🤖 AI Summary
Existing LMM evaluation benchmarks are often domain-specific, rely heavily on manual annotations, and employ short answer formats, thus failing to assess models’ deep visual understanding and generative capabilities. Method: We propose MMGenBench—the first fully automated, multimodal generative evaluation framework—based on a closed-loop pipeline: “image → textual description → generated image → similarity comparison,” eliminating manual annotation. It introduces an end-to-end self-supervised paradigm covering 13 general image patterns (MMGenBench-Test) and domain-oriented subsets (MMGenBench-Domain), implemented via a multi-stage pipeline integrating CLIP/VLMs, Stable Diffusion, and DINOv2/CLIP-Sim for cross-domain generalization assessment. Contribution/Results: Evaluated on 50+ state-of-the-art LMMs, our framework reveals that over 60% of models achieving high scores on conventional benchmarks exhibit significant failure on generative understanding tasks, exposing critical deficiencies in fundamental vision-language generation capabilities.
📝 Abstract
Large Multimodal Models (LMMs) demonstrate impressive capabilities. However, current benchmarks predominantly focus on image comprehension in specific domains, and these benchmarks are labor-intensive to construct. Moreover, their answers tend to be brief, making it difficult to assess the ability of LMMs to generate detailed descriptions of images. To address these limitations, we propose the MMGenBench-Pipeline, a straightforward and fully automated evaluation pipeline. This involves generating textual descriptions from input images, using these descriptions to create auxiliary images via text-to-image generative models, and then comparing the original and generated images.

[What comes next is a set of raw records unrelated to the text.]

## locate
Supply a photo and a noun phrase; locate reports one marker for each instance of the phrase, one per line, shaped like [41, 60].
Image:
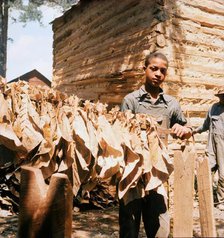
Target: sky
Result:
[31, 47]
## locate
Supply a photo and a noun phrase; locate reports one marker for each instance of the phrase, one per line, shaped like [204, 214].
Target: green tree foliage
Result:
[28, 10]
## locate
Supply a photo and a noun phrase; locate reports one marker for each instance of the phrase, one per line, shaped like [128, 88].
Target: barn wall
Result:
[99, 48]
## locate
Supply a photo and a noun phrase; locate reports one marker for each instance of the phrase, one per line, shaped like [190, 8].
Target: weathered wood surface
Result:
[183, 192]
[99, 49]
[45, 211]
[205, 195]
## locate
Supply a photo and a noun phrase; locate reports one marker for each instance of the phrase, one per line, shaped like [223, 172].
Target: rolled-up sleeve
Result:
[205, 125]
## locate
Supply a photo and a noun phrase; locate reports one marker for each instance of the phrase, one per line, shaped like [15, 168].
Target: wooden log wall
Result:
[99, 49]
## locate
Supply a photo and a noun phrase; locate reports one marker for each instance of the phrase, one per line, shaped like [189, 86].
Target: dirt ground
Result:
[102, 224]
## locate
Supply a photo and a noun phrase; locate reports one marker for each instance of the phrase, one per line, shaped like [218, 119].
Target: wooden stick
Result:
[183, 192]
[45, 211]
[205, 194]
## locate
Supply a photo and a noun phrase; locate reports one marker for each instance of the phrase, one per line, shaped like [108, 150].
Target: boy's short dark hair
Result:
[155, 55]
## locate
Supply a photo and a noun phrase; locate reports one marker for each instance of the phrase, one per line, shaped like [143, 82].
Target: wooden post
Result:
[205, 199]
[45, 211]
[183, 192]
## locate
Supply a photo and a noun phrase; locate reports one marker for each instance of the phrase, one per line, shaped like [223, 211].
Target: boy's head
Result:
[156, 65]
[149, 57]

Furthermore, to ensure the effectiveness of MMGenBench-Pipeline, we design MMGenBench-Test, evaluating LMMs across 13 distinct image patterns, and MMGenBench-Domain, focusing on generative image performance. A thorough evaluation involving over 50 popular LMMs demonstrates the effectiveness and reliability of both the pipeline and benchmark. Our observations indicate that numerous LMMs excelling in existing benchmarks fail to adequately complete the basic tasks related to image understanding and description. This finding highlights the substantial potential for performance improvement in current LMMs and suggests avenues for future model optimization. Concurrently, MMGenBench-Pipeline can efficiently assess the performance of LMMs across diverse domains using only image inputs.